Tiger Lilly and the Reverend Mother were somewhat interested in the outcome, but the drawing time was past their bedtimes so they went home and left the Mall Diva and I to collect whatever winnings were to be had.

Finally the big moment came. After a bit of folderol from Marty as he drug out the suspense, the winning name was drawn: my friend, Dr. Jonz. Half-hearted cheers and groans filled the patio where most of the bloggers were gathered. In the hub-bub I suddenly heard my name called over the P.A. as well. “Hey, you won something!” someone said, so I went into the bar to see what second or third place might be worth.
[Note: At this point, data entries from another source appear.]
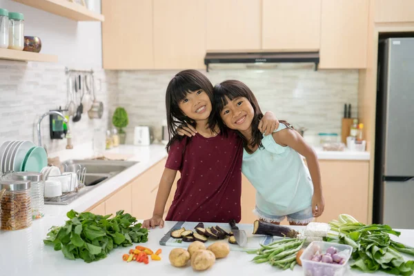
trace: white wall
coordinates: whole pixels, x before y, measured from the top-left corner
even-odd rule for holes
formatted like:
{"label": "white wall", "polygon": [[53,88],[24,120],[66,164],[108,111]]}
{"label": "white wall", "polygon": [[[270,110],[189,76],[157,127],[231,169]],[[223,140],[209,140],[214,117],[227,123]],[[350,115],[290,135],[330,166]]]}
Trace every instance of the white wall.
{"label": "white wall", "polygon": [[[100,0],[92,1],[94,10],[100,12]],[[100,22],[77,22],[11,0],[0,0],[0,8],[23,13],[25,35],[40,37],[41,52],[58,55],[59,64],[77,68],[102,67]]]}

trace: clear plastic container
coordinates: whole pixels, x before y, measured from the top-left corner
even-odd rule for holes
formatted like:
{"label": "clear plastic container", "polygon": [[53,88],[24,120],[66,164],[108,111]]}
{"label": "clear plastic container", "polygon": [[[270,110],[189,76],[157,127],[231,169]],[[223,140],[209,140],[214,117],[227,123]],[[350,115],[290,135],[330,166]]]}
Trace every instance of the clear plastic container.
{"label": "clear plastic container", "polygon": [[9,49],[24,48],[24,17],[22,13],[9,12]]}
{"label": "clear plastic container", "polygon": [[[345,263],[326,264],[319,262],[311,261],[313,255],[319,251],[320,253],[326,253],[326,249],[333,246],[338,250],[339,254],[344,258]],[[306,276],[342,276],[346,273],[349,269],[348,261],[352,253],[352,247],[346,244],[333,244],[325,241],[313,241],[308,246],[304,253],[300,256],[302,268]]]}
{"label": "clear plastic container", "polygon": [[30,181],[0,181],[0,190],[6,189],[0,204],[0,229],[19,230],[32,225],[30,186]]}
{"label": "clear plastic container", "polygon": [[8,47],[8,10],[0,8],[0,48]]}
{"label": "clear plastic container", "polygon": [[31,182],[32,219],[37,219],[43,217],[45,215],[45,182],[43,174],[37,172],[17,172],[11,173],[8,177],[13,180]]}
{"label": "clear plastic container", "polygon": [[318,133],[319,144],[323,146],[327,143],[336,143],[338,141],[337,133]]}

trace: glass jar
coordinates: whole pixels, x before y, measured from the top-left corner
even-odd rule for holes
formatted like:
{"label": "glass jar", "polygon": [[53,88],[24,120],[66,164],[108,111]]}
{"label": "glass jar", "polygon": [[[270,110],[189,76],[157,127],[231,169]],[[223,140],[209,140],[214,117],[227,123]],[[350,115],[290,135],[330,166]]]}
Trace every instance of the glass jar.
{"label": "glass jar", "polygon": [[0,229],[19,230],[32,225],[30,181],[12,179],[0,181],[1,197]]}
{"label": "glass jar", "polygon": [[37,219],[43,217],[45,215],[45,182],[43,174],[37,172],[17,172],[8,175],[8,177],[13,180],[31,182],[32,219]]}
{"label": "glass jar", "polygon": [[8,47],[8,10],[0,9],[0,48]]}
{"label": "glass jar", "polygon": [[112,128],[112,146],[114,148],[117,147],[119,146],[119,135],[118,135],[118,130],[114,128]]}
{"label": "glass jar", "polygon": [[20,12],[9,12],[9,49],[24,48],[24,17]]}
I saw Terry Keegan standing at the bar near where Dr. Jonz was collecting his loot so I went up to the proprietor and said, “I heard I won a trip to Duluth.”

“Not quite,” he said. “You won a trip to Fargo.”

“Oh.”

“Actually, you won two weeks in Fargo.”

“You have to be present to win, right?”

“Yes.”

“Tell them you didn’t see me.”

As it turned out, my prize was a handsome necktie advertising Sam Adams Light that will be perfect for wearing to church, which is about the only place I wear a tie anymore. I went back out to the table where the Mall Diva and the rest of the group were waiting to see my prize. MD took it from me so she could inspect it more closely. After a few minutes she handed it back to me.

“Happy Father’s Day, Poppi!”

Eat your hearts out.

Well, yes as a matter of fact…

The new bird, Chiquita, is starting to adapt to her new environs. She’s sharing a cage with the other bird and chirping and whistling. The one thing she hasn’t quite accepted is that I’m not going to eat her. I walk past the cage and she immediately flits to the farthest corner away from me in a panic.

So I said to her, “What’s the matter, bird — ya yellow?

Eye-opener

For my wife’s last birthday someone gave her a large coffee-mug printed with a collection of insults from Shakespeare — barbs from the bard, if you will. These colorful jibes are epically epithetical. Some examples:

  • beetle-headed, flap-ear’d knave
  • quintessence of dust
  • canker-blossom
  • poisonous bunch-back’d toad
  • a fusty nut with no kernel
  • clod of wayward marl
  • roast-meat for worms
  • infinite and endless liar, an hourly promise-breaker
  • anointed sovereign of sighs and groans
  • foot-licker
  • lump of foul deformity
  • highly fed and lowly taught
  • all eyes and no sight
  • all the infections the sun sucks up
  • elvish-mark’d abortive, rooting hog
  • veriest varlet that ever chewed with a tooth
  • mountain of mad flesh
  • light of brain
  • bolting-hutch of beastliness
  • not so much brain as ear-wax
  • long-tongu’d babbling gossip
  • thou are a boil, a plague sore
  • I do desire that we may be better strangers

As I said, the mug was given to her. Yet she serves me my coffee in it. Methinks she’s trying to tell me something.